JEFFREY BROWN: Natasha and I, of course, are typically in that patient role when we meet doctors, and this was a rare look behind the medical curtain.
NATASHA TRETHEWEY: When I heard that Dr. Campo talking yesterday about taking histories from patients and what's necessary to hear, I thought about language and the way that we use language in poetry and to try to get to something precise, to try to find a way to describe what is happening inside the body through the kind of precise language.
It's not just the scale of pain that they keep talking about, but also using metaphor to be as precise as possible about what we are feeling as patients. If I could describe the pain metaphorically like, you know, being hit by a truck or having a knife go into my abdomen.
JEFFREY BROWN: Right. You're hearing them talk about different ways of using language. That's like poetry.
NATASHA TRETHEWEY: That's what poets do.
JEFFREY BROWN: Not everyone's convinced that's what doctors should do, though.
I saw in an essay you wrote where you said it was hard for you to admit to other doctors that you were a poet.
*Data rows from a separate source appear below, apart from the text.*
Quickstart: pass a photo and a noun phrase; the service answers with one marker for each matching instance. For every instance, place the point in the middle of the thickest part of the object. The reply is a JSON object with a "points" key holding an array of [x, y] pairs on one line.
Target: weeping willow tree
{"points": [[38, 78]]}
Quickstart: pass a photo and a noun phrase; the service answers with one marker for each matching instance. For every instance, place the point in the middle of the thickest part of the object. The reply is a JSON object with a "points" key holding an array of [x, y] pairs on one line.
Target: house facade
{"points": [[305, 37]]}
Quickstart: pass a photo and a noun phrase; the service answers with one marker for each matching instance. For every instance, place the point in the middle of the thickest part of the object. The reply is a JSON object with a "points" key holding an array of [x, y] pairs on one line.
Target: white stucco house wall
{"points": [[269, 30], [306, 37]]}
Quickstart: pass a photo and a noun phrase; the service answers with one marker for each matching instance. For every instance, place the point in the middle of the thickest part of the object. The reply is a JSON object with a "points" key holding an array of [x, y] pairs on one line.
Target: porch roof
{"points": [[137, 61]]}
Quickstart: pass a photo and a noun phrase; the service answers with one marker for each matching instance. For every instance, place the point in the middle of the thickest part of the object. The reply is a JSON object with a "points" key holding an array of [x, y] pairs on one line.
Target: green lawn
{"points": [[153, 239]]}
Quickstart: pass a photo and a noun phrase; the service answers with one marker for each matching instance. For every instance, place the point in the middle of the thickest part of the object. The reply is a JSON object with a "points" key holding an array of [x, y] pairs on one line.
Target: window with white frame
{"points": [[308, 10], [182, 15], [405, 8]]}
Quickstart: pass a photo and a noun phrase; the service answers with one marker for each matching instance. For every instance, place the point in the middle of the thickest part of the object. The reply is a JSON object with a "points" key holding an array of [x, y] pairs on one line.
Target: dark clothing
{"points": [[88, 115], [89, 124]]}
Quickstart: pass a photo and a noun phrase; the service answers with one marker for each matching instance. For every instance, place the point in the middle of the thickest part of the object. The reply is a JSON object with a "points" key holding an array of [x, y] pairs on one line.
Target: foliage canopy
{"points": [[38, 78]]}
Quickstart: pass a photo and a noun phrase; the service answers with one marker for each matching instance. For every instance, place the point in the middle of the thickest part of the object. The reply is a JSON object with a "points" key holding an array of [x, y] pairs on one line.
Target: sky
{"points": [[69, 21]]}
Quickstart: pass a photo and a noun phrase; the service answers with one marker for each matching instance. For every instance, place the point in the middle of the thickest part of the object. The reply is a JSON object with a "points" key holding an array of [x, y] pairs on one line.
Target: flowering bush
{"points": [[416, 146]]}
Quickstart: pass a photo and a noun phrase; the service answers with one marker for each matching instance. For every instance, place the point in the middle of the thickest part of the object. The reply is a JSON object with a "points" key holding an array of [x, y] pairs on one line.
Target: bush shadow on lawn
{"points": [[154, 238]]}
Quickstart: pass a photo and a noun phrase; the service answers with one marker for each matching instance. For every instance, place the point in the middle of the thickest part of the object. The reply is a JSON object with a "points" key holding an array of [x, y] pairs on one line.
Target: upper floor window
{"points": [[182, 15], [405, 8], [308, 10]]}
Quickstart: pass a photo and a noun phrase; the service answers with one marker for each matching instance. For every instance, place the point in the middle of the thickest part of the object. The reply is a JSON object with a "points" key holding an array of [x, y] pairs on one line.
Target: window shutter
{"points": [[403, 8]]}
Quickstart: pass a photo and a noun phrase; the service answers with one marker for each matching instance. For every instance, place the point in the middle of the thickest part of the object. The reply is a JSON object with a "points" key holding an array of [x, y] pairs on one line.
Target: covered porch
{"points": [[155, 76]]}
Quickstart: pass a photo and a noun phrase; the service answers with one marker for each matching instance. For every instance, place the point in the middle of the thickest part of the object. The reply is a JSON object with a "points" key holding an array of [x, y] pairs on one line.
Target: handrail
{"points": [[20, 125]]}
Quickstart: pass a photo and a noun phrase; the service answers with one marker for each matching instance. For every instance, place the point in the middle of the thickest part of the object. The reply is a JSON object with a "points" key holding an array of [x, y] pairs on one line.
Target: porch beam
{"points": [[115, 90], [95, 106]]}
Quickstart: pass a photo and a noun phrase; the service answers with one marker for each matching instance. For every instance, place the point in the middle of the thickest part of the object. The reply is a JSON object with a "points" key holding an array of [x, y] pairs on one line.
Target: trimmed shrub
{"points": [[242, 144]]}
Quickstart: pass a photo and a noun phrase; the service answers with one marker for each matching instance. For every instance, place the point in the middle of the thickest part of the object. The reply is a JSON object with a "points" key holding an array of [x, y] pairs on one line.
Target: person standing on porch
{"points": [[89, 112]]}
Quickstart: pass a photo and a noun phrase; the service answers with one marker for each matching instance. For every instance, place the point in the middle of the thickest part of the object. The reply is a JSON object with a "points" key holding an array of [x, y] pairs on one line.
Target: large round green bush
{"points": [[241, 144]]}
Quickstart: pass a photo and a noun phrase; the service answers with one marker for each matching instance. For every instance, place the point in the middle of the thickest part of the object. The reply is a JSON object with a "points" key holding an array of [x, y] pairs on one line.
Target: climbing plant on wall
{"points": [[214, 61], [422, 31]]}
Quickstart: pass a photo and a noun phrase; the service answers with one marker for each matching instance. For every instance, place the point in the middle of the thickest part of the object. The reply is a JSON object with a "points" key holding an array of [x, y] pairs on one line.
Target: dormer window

RAFAEL CAMPO: That's right. Yes, I sort of had to come out as a poet.
RAFAEL CAMPO: It was difficult.
I was afraid of how people might judge me, actually, and how my colleagues might perceive me. Another ethos in the medical profession, as many people know, is the sense that medicine is all-consuming and that we must always put the clinical emergency first.
JEFFREY BROWN: You are not going to write a sonnet at that moment.
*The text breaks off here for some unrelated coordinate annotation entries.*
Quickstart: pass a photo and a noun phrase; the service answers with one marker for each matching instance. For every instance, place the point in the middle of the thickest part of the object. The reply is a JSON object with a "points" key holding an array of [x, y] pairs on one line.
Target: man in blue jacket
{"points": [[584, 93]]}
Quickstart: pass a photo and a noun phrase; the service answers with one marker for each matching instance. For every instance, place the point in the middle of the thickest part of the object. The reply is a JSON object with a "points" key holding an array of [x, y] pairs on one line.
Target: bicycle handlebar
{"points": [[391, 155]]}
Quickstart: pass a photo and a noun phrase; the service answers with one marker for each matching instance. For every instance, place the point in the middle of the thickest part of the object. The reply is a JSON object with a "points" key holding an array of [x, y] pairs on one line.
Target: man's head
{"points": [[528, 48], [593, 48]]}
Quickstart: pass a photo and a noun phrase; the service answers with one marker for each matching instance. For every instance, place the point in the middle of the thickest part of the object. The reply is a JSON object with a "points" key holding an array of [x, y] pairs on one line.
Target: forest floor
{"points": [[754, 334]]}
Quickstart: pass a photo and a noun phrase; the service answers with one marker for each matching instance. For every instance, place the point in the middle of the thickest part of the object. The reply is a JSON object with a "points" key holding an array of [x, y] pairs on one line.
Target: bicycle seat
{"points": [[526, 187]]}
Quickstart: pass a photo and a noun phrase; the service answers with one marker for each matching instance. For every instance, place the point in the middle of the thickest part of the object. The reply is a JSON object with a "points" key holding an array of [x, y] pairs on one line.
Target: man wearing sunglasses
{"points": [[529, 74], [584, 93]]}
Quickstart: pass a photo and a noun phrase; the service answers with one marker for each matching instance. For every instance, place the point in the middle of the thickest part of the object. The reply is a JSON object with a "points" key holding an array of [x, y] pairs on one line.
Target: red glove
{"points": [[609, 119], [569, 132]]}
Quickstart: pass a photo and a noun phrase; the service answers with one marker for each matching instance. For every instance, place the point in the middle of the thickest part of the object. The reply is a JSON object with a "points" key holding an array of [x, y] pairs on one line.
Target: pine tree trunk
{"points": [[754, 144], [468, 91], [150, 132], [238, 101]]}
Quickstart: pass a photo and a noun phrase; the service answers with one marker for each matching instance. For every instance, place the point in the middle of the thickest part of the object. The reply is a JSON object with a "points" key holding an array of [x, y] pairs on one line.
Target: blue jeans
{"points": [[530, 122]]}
RAFAEL CAMPO: I'm not writing a sonnet at that moment.
But, you know, that -- often, that kind of an intervention or that kind of an interaction results, if it's happening in the hospital, very regrettably, sadly, results in a bad outcome. The family is sitting by the bedside. The patient hasn't survived the arrhythmia. Don't we still have a role as healers there?
"Obesity writ large no more, Alzheimer's forgotten. We could live carefree again."
JEFFREY BROWN: In a poem titled "Health," Campo writes of the desire to live forever in a world made painless by our incurable joy.
He says he will continue mentoring students, helping patients and writing poems, his own brand of alternative medicine.